Well, it’s just that ironically, he sometimes feels like he knew Reyson better when the heron didn’t speak a word of the Modern Tongue. In the first year, Reyson had discovered how to be angry: with some guidance, he’d discovered what it meant to have a fighting spirit. It had taken awhile, but there had been something intimate, something almost primal about coming to understand each other first via raw emotion, unmediated by words. Tibarn had even helped Reyson re-fledge himself after a long period spent grounded and convalescing. He still remembers the feel of those feathers, delicate bones and slim wing-arm muscles under his hands, slowly regaining their strength and flexibility.
And when Reyson’s facility with Modern had grown, when Tibarn had helped with that too - on those sunny evenings, when sloping sunlight illuminated one of Phoenicis Hall’s dusty libraries, when Tibarn leaned over Reyson’s shoulder as he read haltingly from Modern script - well, whose mind wouldn’t wander? Who wouldn’t get a little distracted, seeing the way those delicate lips formed around unfamiliar sounds, the way his throat moved with the working of his tongue? His faint smile of satisfaction when he mastered something? Who wouldn’t linger over the silken sweep of that pale hair, the graceful hollow of that shoulder, given such proximity? No one with a brain or a pulse.
Tibarn recalls those moments with over-sharp vividity. He had needed to exercise great diligence in remaining alert. He’d had the strange, irrational feeling that if he were too absentminded, he might accidentally reach out and touch Reyson’s hair, or shoulder, or jaw. It was almost startling, how easy it was to sink into those details. But he can’t imagine anyone else would feel differently, if they had the opportunity to hover so close.
But Reyson doesn’t need him like that anymore. Reyson can speak and fly on his own. Which is good. It’s good that he has gained independence. It means there’s been progress. He’d needed a reason to live, and vengeance on humankind fulfills that need, and Tibarn can always offer that to him. It’s something, even if it doesn’t necessitate so much one-on-one time.

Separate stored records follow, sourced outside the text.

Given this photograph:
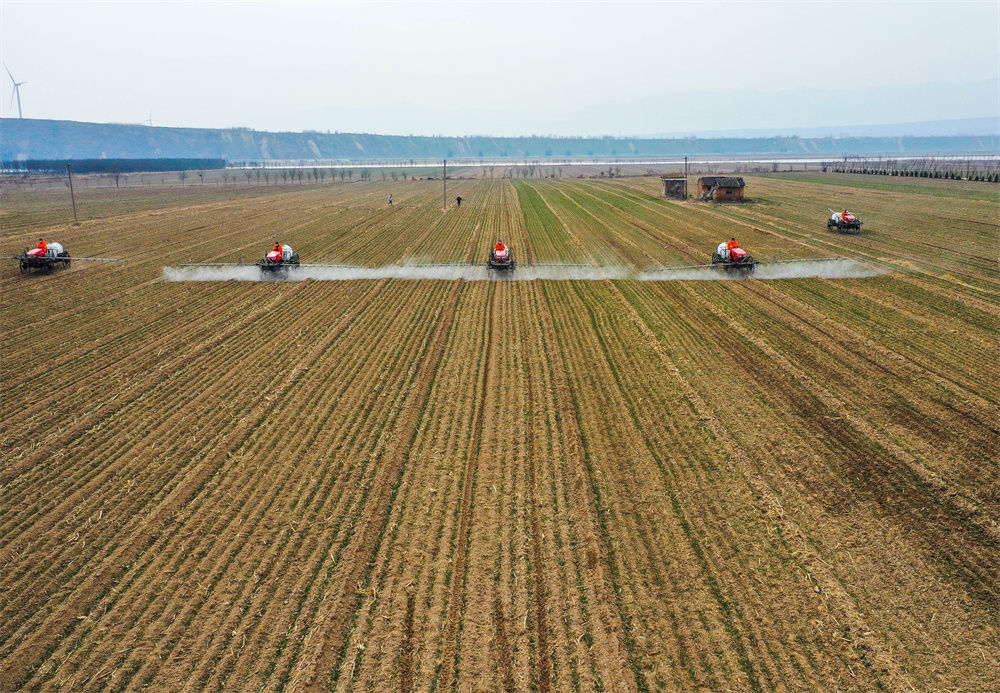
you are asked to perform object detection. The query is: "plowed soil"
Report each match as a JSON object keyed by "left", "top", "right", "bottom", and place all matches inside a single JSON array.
[{"left": 0, "top": 174, "right": 1000, "bottom": 692}]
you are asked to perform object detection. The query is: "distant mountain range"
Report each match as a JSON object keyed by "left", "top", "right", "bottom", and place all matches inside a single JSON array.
[{"left": 0, "top": 118, "right": 1000, "bottom": 162}]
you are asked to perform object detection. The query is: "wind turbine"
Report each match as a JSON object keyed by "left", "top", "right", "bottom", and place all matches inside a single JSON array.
[{"left": 3, "top": 63, "right": 27, "bottom": 120}]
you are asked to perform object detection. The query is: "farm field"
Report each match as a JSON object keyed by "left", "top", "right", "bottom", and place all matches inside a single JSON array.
[{"left": 0, "top": 174, "right": 1000, "bottom": 692}]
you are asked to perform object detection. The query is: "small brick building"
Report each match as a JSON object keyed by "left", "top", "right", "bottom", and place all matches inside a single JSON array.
[
  {"left": 698, "top": 176, "right": 746, "bottom": 202},
  {"left": 660, "top": 176, "right": 687, "bottom": 200}
]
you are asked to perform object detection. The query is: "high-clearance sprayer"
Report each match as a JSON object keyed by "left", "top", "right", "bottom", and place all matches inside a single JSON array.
[
  {"left": 0, "top": 238, "right": 121, "bottom": 274},
  {"left": 173, "top": 240, "right": 592, "bottom": 281},
  {"left": 642, "top": 238, "right": 846, "bottom": 281},
  {"left": 826, "top": 207, "right": 864, "bottom": 233}
]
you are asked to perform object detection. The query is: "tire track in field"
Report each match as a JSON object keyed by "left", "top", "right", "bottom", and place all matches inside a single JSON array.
[
  {"left": 604, "top": 278, "right": 902, "bottom": 689},
  {"left": 690, "top": 278, "right": 1000, "bottom": 609},
  {"left": 538, "top": 282, "right": 644, "bottom": 689},
  {"left": 0, "top": 283, "right": 307, "bottom": 487},
  {"left": 292, "top": 281, "right": 463, "bottom": 691},
  {"left": 521, "top": 286, "right": 552, "bottom": 693},
  {"left": 440, "top": 282, "right": 498, "bottom": 692},
  {"left": 0, "top": 278, "right": 386, "bottom": 689}
]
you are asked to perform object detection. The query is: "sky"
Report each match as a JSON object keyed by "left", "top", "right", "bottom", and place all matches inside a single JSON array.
[{"left": 0, "top": 0, "right": 1000, "bottom": 135}]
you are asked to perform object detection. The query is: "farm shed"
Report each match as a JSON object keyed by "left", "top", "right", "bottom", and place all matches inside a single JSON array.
[
  {"left": 698, "top": 176, "right": 746, "bottom": 201},
  {"left": 660, "top": 176, "right": 687, "bottom": 200}
]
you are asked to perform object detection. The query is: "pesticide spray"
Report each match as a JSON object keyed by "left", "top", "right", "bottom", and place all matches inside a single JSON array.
[{"left": 163, "top": 258, "right": 884, "bottom": 282}]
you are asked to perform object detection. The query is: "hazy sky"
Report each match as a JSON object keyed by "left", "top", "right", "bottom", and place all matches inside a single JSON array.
[{"left": 0, "top": 0, "right": 1000, "bottom": 135}]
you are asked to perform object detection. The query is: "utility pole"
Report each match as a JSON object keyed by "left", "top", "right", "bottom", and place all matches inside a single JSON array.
[{"left": 66, "top": 161, "right": 80, "bottom": 226}]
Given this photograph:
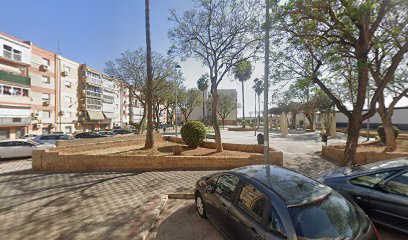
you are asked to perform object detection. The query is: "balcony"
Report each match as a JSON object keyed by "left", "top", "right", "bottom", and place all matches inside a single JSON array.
[{"left": 0, "top": 71, "right": 31, "bottom": 86}]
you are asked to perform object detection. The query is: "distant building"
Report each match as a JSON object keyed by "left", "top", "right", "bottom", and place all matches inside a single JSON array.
[{"left": 0, "top": 33, "right": 32, "bottom": 140}]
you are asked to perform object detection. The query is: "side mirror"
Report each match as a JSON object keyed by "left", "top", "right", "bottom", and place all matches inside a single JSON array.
[{"left": 205, "top": 185, "right": 215, "bottom": 193}]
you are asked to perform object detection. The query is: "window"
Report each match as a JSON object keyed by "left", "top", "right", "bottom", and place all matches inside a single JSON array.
[
  {"left": 64, "top": 126, "right": 72, "bottom": 134},
  {"left": 385, "top": 172, "right": 408, "bottom": 196},
  {"left": 64, "top": 96, "right": 72, "bottom": 104},
  {"left": 41, "top": 76, "right": 50, "bottom": 84},
  {"left": 64, "top": 112, "right": 72, "bottom": 119},
  {"left": 268, "top": 208, "right": 286, "bottom": 236},
  {"left": 41, "top": 111, "right": 51, "bottom": 119},
  {"left": 238, "top": 184, "right": 266, "bottom": 222},
  {"left": 42, "top": 58, "right": 50, "bottom": 66},
  {"left": 3, "top": 45, "right": 13, "bottom": 59},
  {"left": 215, "top": 175, "right": 239, "bottom": 200},
  {"left": 350, "top": 171, "right": 395, "bottom": 188},
  {"left": 64, "top": 80, "right": 71, "bottom": 88}
]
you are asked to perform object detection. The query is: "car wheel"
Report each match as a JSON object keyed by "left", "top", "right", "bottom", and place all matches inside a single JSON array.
[{"left": 195, "top": 193, "right": 207, "bottom": 218}]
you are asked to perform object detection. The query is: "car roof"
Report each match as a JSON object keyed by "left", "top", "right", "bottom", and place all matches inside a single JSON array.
[
  {"left": 232, "top": 165, "right": 332, "bottom": 207},
  {"left": 0, "top": 139, "right": 28, "bottom": 142},
  {"left": 351, "top": 157, "right": 408, "bottom": 174}
]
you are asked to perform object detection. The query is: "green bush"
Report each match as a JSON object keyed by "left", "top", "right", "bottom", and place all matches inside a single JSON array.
[
  {"left": 377, "top": 125, "right": 400, "bottom": 143},
  {"left": 180, "top": 121, "right": 206, "bottom": 148}
]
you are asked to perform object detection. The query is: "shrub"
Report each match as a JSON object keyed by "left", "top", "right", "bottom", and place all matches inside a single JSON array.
[
  {"left": 180, "top": 121, "right": 206, "bottom": 148},
  {"left": 377, "top": 125, "right": 400, "bottom": 143}
]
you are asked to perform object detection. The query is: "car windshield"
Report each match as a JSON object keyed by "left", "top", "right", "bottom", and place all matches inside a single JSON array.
[{"left": 289, "top": 192, "right": 368, "bottom": 240}]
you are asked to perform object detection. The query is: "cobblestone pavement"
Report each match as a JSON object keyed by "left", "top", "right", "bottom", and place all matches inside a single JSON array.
[{"left": 0, "top": 160, "right": 217, "bottom": 239}]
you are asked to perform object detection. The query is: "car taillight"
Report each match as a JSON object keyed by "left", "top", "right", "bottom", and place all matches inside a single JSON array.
[{"left": 373, "top": 224, "right": 381, "bottom": 240}]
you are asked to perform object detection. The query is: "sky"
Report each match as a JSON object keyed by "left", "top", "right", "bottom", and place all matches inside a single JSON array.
[{"left": 0, "top": 0, "right": 263, "bottom": 117}]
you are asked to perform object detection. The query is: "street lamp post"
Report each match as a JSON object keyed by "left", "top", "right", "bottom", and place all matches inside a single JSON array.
[{"left": 174, "top": 64, "right": 181, "bottom": 137}]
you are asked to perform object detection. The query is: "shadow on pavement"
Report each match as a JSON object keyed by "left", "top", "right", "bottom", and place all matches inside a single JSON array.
[{"left": 155, "top": 201, "right": 223, "bottom": 240}]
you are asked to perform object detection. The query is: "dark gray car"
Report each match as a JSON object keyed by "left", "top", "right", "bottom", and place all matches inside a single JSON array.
[
  {"left": 195, "top": 165, "right": 377, "bottom": 240},
  {"left": 319, "top": 158, "right": 408, "bottom": 234}
]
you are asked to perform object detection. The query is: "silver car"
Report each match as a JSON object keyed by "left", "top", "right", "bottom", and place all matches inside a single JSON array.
[
  {"left": 33, "top": 134, "right": 74, "bottom": 145},
  {"left": 0, "top": 139, "right": 53, "bottom": 159}
]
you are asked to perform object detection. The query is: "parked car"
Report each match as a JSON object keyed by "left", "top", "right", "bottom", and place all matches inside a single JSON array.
[
  {"left": 195, "top": 165, "right": 378, "bottom": 240},
  {"left": 96, "top": 131, "right": 116, "bottom": 137},
  {"left": 75, "top": 132, "right": 107, "bottom": 138},
  {"left": 113, "top": 129, "right": 132, "bottom": 134},
  {"left": 0, "top": 139, "right": 53, "bottom": 159},
  {"left": 319, "top": 158, "right": 408, "bottom": 234},
  {"left": 33, "top": 134, "right": 74, "bottom": 145},
  {"left": 21, "top": 133, "right": 38, "bottom": 139}
]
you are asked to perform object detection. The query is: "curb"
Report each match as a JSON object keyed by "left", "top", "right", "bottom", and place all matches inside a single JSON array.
[{"left": 138, "top": 195, "right": 168, "bottom": 240}]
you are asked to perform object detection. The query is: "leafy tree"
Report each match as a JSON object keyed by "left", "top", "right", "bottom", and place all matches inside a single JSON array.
[
  {"left": 217, "top": 93, "right": 239, "bottom": 128},
  {"left": 197, "top": 74, "right": 208, "bottom": 121},
  {"left": 169, "top": 0, "right": 260, "bottom": 151},
  {"left": 234, "top": 60, "right": 252, "bottom": 124},
  {"left": 279, "top": 0, "right": 408, "bottom": 164},
  {"left": 178, "top": 88, "right": 202, "bottom": 122}
]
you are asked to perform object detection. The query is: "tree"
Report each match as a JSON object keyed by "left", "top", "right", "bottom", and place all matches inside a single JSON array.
[
  {"left": 169, "top": 0, "right": 260, "bottom": 151},
  {"left": 217, "top": 93, "right": 239, "bottom": 128},
  {"left": 234, "top": 60, "right": 252, "bottom": 122},
  {"left": 104, "top": 48, "right": 183, "bottom": 133},
  {"left": 252, "top": 78, "right": 264, "bottom": 127},
  {"left": 280, "top": 0, "right": 408, "bottom": 164},
  {"left": 197, "top": 74, "right": 208, "bottom": 122},
  {"left": 178, "top": 88, "right": 201, "bottom": 122}
]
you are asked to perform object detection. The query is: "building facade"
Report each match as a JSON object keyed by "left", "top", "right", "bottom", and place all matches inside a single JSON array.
[{"left": 0, "top": 33, "right": 32, "bottom": 140}]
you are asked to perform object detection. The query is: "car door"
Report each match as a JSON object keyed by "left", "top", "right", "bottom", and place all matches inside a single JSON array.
[
  {"left": 204, "top": 174, "right": 239, "bottom": 238},
  {"left": 346, "top": 170, "right": 396, "bottom": 215},
  {"left": 370, "top": 171, "right": 408, "bottom": 231},
  {"left": 227, "top": 182, "right": 269, "bottom": 240}
]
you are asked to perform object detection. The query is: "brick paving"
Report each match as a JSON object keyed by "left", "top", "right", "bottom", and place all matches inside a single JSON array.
[{"left": 0, "top": 160, "right": 215, "bottom": 239}]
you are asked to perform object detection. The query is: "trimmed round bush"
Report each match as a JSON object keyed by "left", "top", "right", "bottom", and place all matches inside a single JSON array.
[
  {"left": 180, "top": 121, "right": 206, "bottom": 148},
  {"left": 377, "top": 125, "right": 399, "bottom": 143}
]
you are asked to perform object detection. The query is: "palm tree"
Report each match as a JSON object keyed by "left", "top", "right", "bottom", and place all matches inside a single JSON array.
[
  {"left": 234, "top": 60, "right": 252, "bottom": 125},
  {"left": 252, "top": 78, "right": 264, "bottom": 128},
  {"left": 145, "top": 0, "right": 154, "bottom": 149},
  {"left": 197, "top": 74, "right": 208, "bottom": 122}
]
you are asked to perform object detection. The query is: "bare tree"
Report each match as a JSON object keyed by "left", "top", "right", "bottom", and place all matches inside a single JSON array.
[{"left": 169, "top": 0, "right": 260, "bottom": 151}]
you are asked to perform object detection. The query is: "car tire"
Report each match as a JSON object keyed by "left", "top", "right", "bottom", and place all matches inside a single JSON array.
[{"left": 195, "top": 193, "right": 207, "bottom": 218}]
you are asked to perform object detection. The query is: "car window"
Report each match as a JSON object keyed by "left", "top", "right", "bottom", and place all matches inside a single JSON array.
[
  {"left": 215, "top": 175, "right": 239, "bottom": 200},
  {"left": 386, "top": 172, "right": 408, "bottom": 197},
  {"left": 268, "top": 208, "right": 286, "bottom": 236},
  {"left": 238, "top": 184, "right": 266, "bottom": 222},
  {"left": 350, "top": 171, "right": 396, "bottom": 188}
]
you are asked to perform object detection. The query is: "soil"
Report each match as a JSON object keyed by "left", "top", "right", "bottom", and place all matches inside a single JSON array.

Only Tibarn feels a new distance between them now, one that has nothing to do with any language barrier. If there’s a new fire in Reyson, it burns unnaturally cold, and only takes its fuel from one thing. Is it even possible to get close to someone like that? Revenge settles over Reyson like a shroud, or rather an encasing membrane: he appears to walk in the same world as everyone else, but he is no longer touchable. To touch him is only to touch the intervening layer, and subject oneself to all its leaching toxins. His eyes are keen and icy these days. Tibarn hasn’t seen him smile in a long time.
So no one gets close to Reyson like that, not anymore, Tibarn included. Except, apparently, when he comes home from a raid with a scrape that needs tending - then Reyson will grace him with that feathery touch, with the distant attention of his eyes, with that spring-green essence of song that soothes from the inside out. (It’s practically incentive to get careless.)
Every time Tibarn strikes a Begnion ship, he feels cold threads of violence weaving themselves into the space between himself and the heron. Even in the healing, he felt it, this sense that only one thing binds together, and in due time there may not be room for anything else. It may already be too late, the damage too deep to heal into anything good.
Then again - what right does he have to criticize? Reyson is the only survivor of his race. The important thing now is that he survives, continues to survive, and so however he chooses to survive is how things must be. No one can blame him for growing colder. At least now he moves with pride.
It haunts them all. Tibarn has no right to believe that he’s being haunted any more than anyone else.